I can relate to this. When I spend time on writing unit test , even the one which takes 1% of code coverage, it will be honestly wholesome moment for me to ship it confidently.
- Using AI to write the best code ever faster than any human ever could
- Using AI to write better code more slowly
- Using AI to write code that sucks even more slowly
- Using AI to stockpile horrendous ball of spaghetti code no one fucking understands which grows faster and faster despite going even more slowly
- Using Natural Intelligence to try and fail to untangle the mountain of spaghetti code
- Look guys, down with that AI, we've got a brand new shiny thing to throw trillions of VC dollars at!
(that people upvote to post their own thinkpieces in the comments)
I'm not 100x'ing my output like some people claim, but using it as a augmentation rather than delegating my work to it results in better code, and I don't lose context / control over my codebases. I really have read 100% of the code, because the LLM is generating smaller pieces around and inside my own written code. Works well enough for me, and open models are already both cheap enough and good enough for this workflow. This is why the big companies are so desperate to push full-on agentic hands-off workflows and developer replacement - that's the only way they won't go bankrupt.
There is a reason it is called slop.
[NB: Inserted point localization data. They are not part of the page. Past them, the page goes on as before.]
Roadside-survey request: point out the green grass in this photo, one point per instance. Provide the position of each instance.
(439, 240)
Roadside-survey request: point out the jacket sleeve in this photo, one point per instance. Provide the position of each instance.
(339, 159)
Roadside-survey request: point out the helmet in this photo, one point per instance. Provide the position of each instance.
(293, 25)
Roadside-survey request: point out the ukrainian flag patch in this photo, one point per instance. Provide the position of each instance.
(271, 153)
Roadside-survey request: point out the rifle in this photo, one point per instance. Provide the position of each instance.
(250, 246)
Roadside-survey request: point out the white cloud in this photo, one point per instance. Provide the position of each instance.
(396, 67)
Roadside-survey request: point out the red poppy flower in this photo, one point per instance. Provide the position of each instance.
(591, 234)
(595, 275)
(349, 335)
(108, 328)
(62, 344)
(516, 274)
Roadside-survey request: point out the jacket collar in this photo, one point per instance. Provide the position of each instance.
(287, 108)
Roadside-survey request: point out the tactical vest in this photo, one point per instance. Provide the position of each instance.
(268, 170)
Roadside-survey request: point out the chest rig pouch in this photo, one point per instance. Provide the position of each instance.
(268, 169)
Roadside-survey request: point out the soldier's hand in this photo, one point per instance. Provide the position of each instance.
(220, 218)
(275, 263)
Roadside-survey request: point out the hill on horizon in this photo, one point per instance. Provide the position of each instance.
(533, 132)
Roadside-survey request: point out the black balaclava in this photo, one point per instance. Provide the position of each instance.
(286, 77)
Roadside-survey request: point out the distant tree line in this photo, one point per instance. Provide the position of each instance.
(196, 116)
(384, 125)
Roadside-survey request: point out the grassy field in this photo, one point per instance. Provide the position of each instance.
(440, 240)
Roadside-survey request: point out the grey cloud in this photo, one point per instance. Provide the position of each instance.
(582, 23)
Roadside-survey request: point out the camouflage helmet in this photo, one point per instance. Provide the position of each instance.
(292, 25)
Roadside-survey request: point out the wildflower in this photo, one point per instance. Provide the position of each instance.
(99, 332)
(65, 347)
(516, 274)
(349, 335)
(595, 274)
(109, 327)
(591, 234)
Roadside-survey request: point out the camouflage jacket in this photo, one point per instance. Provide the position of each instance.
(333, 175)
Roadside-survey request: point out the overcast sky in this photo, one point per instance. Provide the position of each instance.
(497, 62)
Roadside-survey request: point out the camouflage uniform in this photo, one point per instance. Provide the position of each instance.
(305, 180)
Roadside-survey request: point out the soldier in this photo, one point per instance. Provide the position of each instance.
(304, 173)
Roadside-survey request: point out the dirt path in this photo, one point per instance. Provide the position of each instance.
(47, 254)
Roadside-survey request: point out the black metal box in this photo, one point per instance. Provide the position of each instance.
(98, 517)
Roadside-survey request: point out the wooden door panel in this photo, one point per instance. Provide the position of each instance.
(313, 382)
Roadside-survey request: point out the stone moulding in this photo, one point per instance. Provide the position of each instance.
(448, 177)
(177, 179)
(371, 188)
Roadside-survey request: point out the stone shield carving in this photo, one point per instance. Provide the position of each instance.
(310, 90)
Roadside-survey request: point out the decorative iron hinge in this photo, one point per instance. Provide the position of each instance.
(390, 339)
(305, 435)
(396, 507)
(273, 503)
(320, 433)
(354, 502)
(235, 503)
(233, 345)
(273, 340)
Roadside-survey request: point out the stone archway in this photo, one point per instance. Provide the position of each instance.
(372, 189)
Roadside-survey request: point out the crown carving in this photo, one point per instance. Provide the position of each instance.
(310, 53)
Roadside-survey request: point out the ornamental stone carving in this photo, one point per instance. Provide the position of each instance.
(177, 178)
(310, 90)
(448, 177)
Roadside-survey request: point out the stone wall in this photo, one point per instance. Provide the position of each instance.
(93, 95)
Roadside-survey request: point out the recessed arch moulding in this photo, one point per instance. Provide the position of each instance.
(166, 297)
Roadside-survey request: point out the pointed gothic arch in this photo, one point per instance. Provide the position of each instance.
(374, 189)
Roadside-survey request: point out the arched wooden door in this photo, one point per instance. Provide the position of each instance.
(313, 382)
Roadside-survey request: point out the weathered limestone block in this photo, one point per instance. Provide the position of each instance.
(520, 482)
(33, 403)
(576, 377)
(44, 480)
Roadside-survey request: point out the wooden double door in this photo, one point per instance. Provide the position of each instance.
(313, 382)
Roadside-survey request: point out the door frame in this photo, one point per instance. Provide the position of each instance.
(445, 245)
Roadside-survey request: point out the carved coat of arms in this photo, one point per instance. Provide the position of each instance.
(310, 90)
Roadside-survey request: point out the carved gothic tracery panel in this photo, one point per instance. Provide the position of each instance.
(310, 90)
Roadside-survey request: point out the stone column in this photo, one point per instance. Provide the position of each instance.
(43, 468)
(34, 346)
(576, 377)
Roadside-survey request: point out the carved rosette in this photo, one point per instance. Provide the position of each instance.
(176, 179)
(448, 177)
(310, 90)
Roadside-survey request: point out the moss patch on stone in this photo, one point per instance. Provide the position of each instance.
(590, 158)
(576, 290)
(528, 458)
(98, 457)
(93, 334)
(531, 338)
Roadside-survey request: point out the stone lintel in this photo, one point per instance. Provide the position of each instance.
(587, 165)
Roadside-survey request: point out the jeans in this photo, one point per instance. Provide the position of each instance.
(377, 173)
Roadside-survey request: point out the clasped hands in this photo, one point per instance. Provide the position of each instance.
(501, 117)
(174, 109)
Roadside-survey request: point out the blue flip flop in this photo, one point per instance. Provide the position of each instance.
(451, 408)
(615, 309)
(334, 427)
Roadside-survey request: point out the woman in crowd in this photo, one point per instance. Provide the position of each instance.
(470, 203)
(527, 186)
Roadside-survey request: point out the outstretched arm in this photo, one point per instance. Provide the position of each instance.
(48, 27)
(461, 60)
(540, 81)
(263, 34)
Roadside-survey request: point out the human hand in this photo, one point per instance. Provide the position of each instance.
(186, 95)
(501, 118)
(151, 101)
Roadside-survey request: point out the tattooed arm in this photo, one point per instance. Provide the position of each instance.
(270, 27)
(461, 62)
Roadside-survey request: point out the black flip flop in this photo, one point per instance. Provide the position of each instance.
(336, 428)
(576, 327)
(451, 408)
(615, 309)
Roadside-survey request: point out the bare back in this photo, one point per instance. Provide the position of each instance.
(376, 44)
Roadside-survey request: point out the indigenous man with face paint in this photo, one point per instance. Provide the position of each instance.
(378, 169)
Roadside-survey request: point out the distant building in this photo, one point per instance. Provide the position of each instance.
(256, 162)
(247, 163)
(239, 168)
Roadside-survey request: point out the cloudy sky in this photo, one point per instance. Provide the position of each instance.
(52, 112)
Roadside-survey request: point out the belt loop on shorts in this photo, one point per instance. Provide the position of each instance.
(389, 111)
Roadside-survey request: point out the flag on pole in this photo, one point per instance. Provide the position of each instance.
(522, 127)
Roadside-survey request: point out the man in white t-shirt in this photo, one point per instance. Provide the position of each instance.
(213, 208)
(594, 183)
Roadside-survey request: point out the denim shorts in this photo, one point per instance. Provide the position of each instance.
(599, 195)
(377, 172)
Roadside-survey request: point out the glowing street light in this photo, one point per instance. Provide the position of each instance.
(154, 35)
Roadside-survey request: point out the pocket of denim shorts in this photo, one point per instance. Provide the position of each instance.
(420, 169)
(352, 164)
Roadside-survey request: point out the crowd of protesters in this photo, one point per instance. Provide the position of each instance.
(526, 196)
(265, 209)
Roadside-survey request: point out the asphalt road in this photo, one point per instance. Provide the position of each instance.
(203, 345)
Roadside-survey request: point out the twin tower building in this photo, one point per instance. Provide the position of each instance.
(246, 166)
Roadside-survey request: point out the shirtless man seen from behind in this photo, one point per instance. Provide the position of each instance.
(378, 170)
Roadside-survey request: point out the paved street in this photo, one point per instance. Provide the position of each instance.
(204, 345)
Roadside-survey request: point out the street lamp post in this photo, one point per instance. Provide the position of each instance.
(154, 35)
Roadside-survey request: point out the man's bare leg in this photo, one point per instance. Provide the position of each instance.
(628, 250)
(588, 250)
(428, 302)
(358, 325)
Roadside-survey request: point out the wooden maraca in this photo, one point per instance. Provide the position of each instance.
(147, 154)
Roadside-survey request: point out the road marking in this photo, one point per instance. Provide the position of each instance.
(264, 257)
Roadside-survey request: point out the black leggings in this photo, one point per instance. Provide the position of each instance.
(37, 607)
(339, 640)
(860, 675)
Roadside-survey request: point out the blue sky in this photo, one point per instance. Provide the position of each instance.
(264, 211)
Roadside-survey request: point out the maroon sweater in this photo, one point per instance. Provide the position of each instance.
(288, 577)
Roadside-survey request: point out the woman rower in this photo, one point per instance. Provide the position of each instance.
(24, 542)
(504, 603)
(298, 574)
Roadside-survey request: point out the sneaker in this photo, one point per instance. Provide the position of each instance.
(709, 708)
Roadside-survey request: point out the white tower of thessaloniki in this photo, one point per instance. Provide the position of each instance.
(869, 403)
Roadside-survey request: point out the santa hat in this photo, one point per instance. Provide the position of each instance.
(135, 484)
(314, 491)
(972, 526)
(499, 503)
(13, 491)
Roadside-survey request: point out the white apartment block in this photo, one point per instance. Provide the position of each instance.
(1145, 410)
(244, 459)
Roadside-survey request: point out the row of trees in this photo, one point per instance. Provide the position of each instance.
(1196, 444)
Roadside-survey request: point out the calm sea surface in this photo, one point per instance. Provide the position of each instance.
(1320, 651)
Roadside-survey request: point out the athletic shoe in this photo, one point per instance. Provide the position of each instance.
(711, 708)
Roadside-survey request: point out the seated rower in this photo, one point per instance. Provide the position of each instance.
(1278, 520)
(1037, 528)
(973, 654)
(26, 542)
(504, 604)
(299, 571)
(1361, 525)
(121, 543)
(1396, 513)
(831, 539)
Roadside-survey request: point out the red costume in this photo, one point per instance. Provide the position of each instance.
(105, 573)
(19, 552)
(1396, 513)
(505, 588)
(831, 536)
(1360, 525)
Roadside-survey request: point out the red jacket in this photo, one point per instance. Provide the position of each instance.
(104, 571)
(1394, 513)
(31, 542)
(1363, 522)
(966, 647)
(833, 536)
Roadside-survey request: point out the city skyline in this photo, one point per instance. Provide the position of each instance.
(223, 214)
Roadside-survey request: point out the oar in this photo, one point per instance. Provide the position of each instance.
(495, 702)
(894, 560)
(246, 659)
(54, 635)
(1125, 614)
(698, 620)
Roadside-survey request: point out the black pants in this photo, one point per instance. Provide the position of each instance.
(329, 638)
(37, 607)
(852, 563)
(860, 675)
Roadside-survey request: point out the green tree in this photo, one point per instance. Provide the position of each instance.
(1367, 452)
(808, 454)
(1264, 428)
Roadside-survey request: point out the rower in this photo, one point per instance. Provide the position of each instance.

On first sight it is often not noticeable but when you dig deeper, you realise that it is often spam-slop. Of course this can be improved upon, but often there is no real improvement and you waste your own time in hope that things get better. Which high quality projects exist that are AI slop generated? Can people name something that is used by many people? The linux kernel? Something in that range? Including documentation? To me it seems people are chasing a dream here: skynet should write the code and they can sit on the beach, enjoying sunshine and fruits.